O documento cita a Convenção Interamericana para Prevenir, Punir e Erradicar a Violência contra a Mulher (Convenção de Belém/PA), ratificada pelo Brasił por meio do Decreto nº 1.973/96, que reconhece em seu artigo 8º que os Estados signatários devem adotar medidas específicas destinadas a promover o conhecimento e a observância do direito da mulher a uma vida livre de violência e a que se respeitem e protejam seus direitos humanos; modificar os padrões sociais e culturais de conduta de homens e mulheres, inclusive a formulação de programas adequados a todos os níveis do processo educacional, a fim de combater preconceitos e costumes e todas as práticas baseadas na premissa da inferioridade ou superioridade de qualquer dos gêneros ou nos papéis estereotipados para o homem e a mulher, que legitimem ou exacerbam a violência contra a mulher; devem promover e apoiar programas de educação governamentais e privados, destinados a conscientizar o público para os problemas da violência contra a mulher, recursos jurídicos e reparação relacionados com essa violência;
A Convenção sobre a Eliminação de Todas as Formas de Discriminação contra a Mulher, ratificada pelo Brasil no Decreto nº 4.377/2002, faz afirmações no mesmo sentido, estabelecendo que sejam adotadas medidas apropriadas para modificar os padrões socioculturais de conduta de homens e mulheres, eliminar preconceitos e práticas baseadas na ideia da inferioridade ou superioridade de qualquer dos sexos ou em funções estereotipadas de homens e mulheres; e prevê, como um dos caminhos para isso, a modificação dos livros e programas escolares e a adaptação dos métodos de ensino.

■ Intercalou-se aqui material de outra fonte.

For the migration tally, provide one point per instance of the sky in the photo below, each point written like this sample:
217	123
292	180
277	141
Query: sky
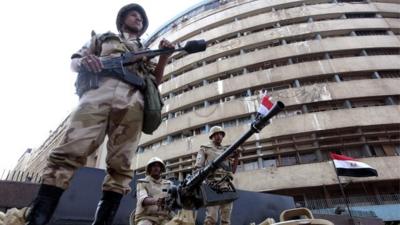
37	39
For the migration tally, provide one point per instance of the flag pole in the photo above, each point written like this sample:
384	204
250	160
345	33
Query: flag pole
346	200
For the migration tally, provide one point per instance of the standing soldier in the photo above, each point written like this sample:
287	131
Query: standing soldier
205	156
150	206
114	109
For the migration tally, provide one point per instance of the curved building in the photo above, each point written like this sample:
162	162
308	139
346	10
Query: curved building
334	63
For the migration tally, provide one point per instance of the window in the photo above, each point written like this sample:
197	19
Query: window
269	162
376	150
288	160
309	157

A promotora lembra, ainda, que a Lei nº 11.340/06 (artigo 8º, incisos V e IX) prevê que a política pública que visa coibir a violência doméstica e familiar contra a mulher deve ser feita por um conjunto articulado de ações da União, dos Estados, do Distrito Federal e dos Municípios e de ações não-governamentais, tendo por diretrizes promoção e realização de campanhas educativas de prevenção da violência doméstica e familiar contra a mulher, voltadas ao público escolar e à sociedade em geral, e a difusão da Lei Maria da Penha e dos instrumentos de proteção aos direitos humanos das mulheres, bem como o destaque, nos currículos escolares de todos os níveis de ensino, para os conteúdos relativos aos direitos humanos, à equidade de gênero e de raça ou etnia e ao problema da violência doméstica e familiar contra a mulher.

Prazos

Os órgãos citados na Recomendação terão 30 dias para informar ao Ministério Público sobre as providências e medidas efetivadas no sentido de cumprir o que pede o documento. O descumprimento ensejará a adoção das medidas extrajudiciais e/ou judiciais cabíveis por parte desta Promotoria de Justiça.